12. Add 50 µL of diluted Conjugate (made in a previous step) to all wells EXCEPT those designated as BLANKS. Remove any bubbles
from the microwells.

13. Seal the microwells with a plate sealer and incubate:

 30 minutes in a 37°C waterbath, or

o
40 minutes in a 37 C dry incubator.

14. Dissolve PNPP Substrate by adding 0.5 mL deionized or distilled water to the vial. Replace the stopper and mix well. Protect from
light until use.

15. Dilute the PNPP 1 to 100 in the Substrate Buffer as shown in the table below.

# Strips Volume PNPP Substrate (PN) Volume Substrate Buffer (SB)

2–2x8 40 µL 4.0 mL
6–2x8 120 µL 12.0 mL

Mix well.

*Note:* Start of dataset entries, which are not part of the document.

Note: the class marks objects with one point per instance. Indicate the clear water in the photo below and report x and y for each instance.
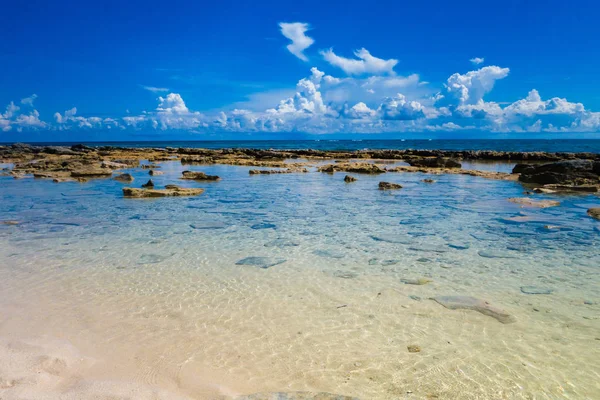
(152, 288)
(563, 145)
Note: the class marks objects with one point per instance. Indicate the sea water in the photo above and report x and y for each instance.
(296, 282)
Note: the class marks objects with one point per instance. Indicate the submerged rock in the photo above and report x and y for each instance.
(594, 212)
(91, 173)
(281, 243)
(173, 191)
(417, 281)
(568, 172)
(124, 178)
(389, 186)
(434, 162)
(529, 202)
(472, 303)
(359, 168)
(536, 290)
(328, 254)
(199, 176)
(261, 262)
(263, 225)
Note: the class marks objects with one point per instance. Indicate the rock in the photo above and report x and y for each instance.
(261, 262)
(472, 303)
(568, 172)
(141, 193)
(199, 176)
(594, 212)
(536, 290)
(529, 202)
(459, 246)
(345, 274)
(434, 162)
(91, 173)
(9, 222)
(493, 254)
(389, 186)
(263, 225)
(281, 243)
(413, 348)
(124, 178)
(328, 254)
(552, 188)
(359, 168)
(418, 281)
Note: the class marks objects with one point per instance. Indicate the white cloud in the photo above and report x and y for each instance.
(154, 89)
(471, 87)
(295, 31)
(29, 100)
(398, 108)
(364, 64)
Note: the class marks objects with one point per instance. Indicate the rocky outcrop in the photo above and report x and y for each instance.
(199, 176)
(358, 168)
(389, 186)
(472, 303)
(171, 190)
(529, 202)
(92, 173)
(434, 162)
(570, 172)
(124, 178)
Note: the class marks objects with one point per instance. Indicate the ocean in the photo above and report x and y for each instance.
(304, 283)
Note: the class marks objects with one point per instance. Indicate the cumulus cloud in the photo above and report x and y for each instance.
(364, 63)
(29, 100)
(154, 89)
(296, 32)
(469, 88)
(398, 108)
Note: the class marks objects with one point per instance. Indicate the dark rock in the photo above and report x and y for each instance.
(536, 290)
(594, 212)
(261, 262)
(263, 225)
(434, 162)
(199, 176)
(124, 178)
(472, 303)
(389, 186)
(569, 172)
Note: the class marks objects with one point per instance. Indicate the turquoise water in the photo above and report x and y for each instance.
(564, 145)
(173, 275)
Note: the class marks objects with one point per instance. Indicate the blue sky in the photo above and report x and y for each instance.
(189, 69)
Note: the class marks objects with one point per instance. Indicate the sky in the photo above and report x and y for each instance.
(195, 70)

Protect from light until use.

NOTE: Avoid contaminating the working substrate with conjugate from the previous steps.

16. WASH STEP

a) Aspirate or decant contents of each well and blot on absorbent toweling.

b) Add 300 µL Working Wash solution.
c) Aspirate or decant.
d) Repeat steps b + c for a total of 4 washes.
e) Vigorously decant to remove all residual wash solution. Invert on absorbent toweling to prevent drying.

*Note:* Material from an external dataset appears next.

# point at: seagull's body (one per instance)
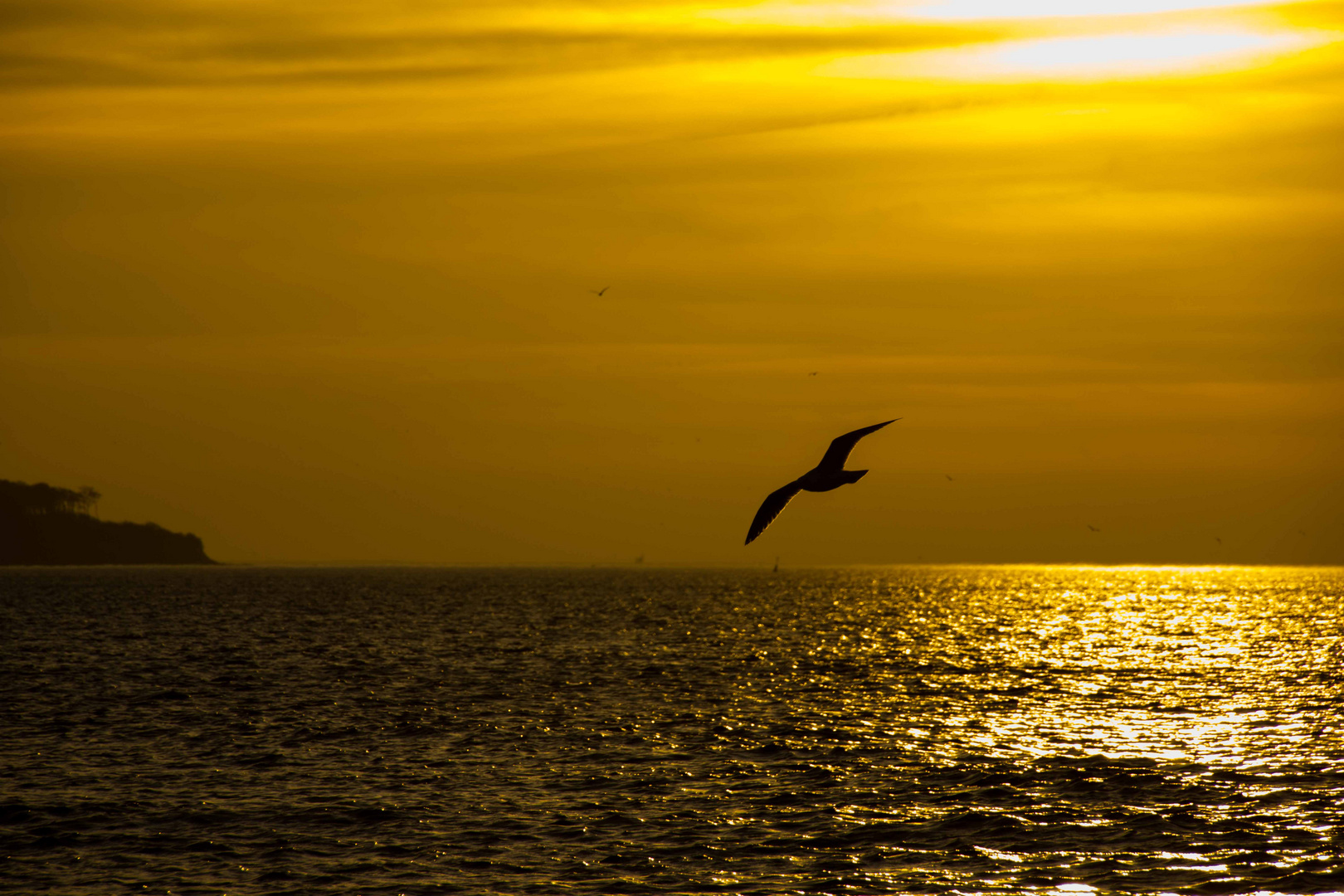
(825, 476)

17. Remove any bubbles from the microwells. Clean the well bottoms using a damp lab wipe.

Proceed promptly through next three steps.

18. Add 100 µL of the diluted PNPP solution to all the wells EXCEPT those designated as BLANKS.

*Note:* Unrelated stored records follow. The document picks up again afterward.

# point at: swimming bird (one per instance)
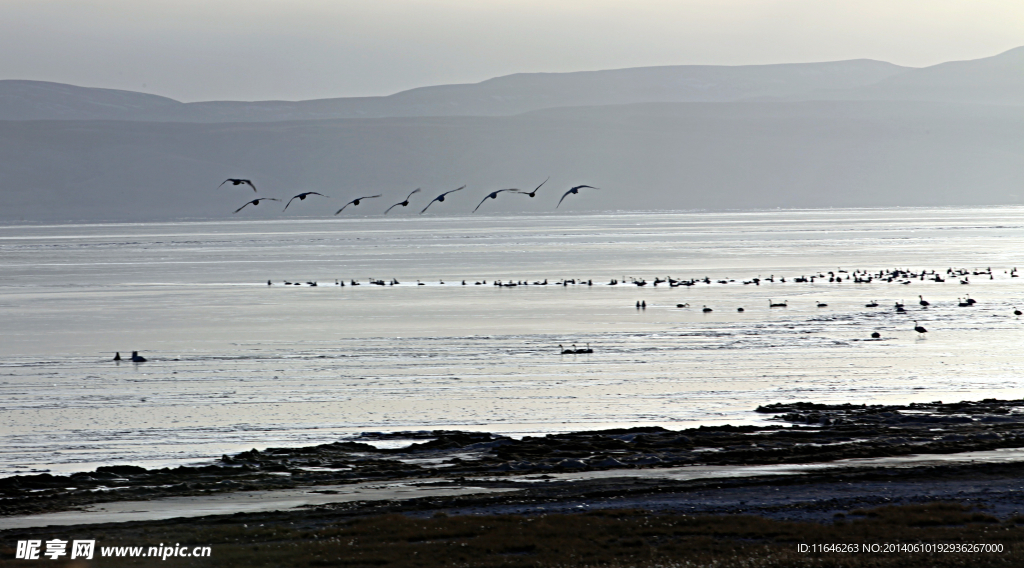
(440, 199)
(494, 195)
(355, 203)
(534, 192)
(573, 190)
(256, 202)
(238, 182)
(302, 197)
(404, 203)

19. Allow the microwells to stand in the dark for 30 minutes at ROOM TEMPERATURE (22 to 25°C).

NOTE: Incubation time and temperature after the addition of PNPP is critical. DO NOT vary the established incubation time or
temperature. For consistency, begin timing promptly after addition of the reagent to the first well.

20. Stop the reaction by adding 100 µL of Stopping Solution to each well in the same sequence as the addition of substrate. Add
200 µL of Stopping Solution to the blank wells.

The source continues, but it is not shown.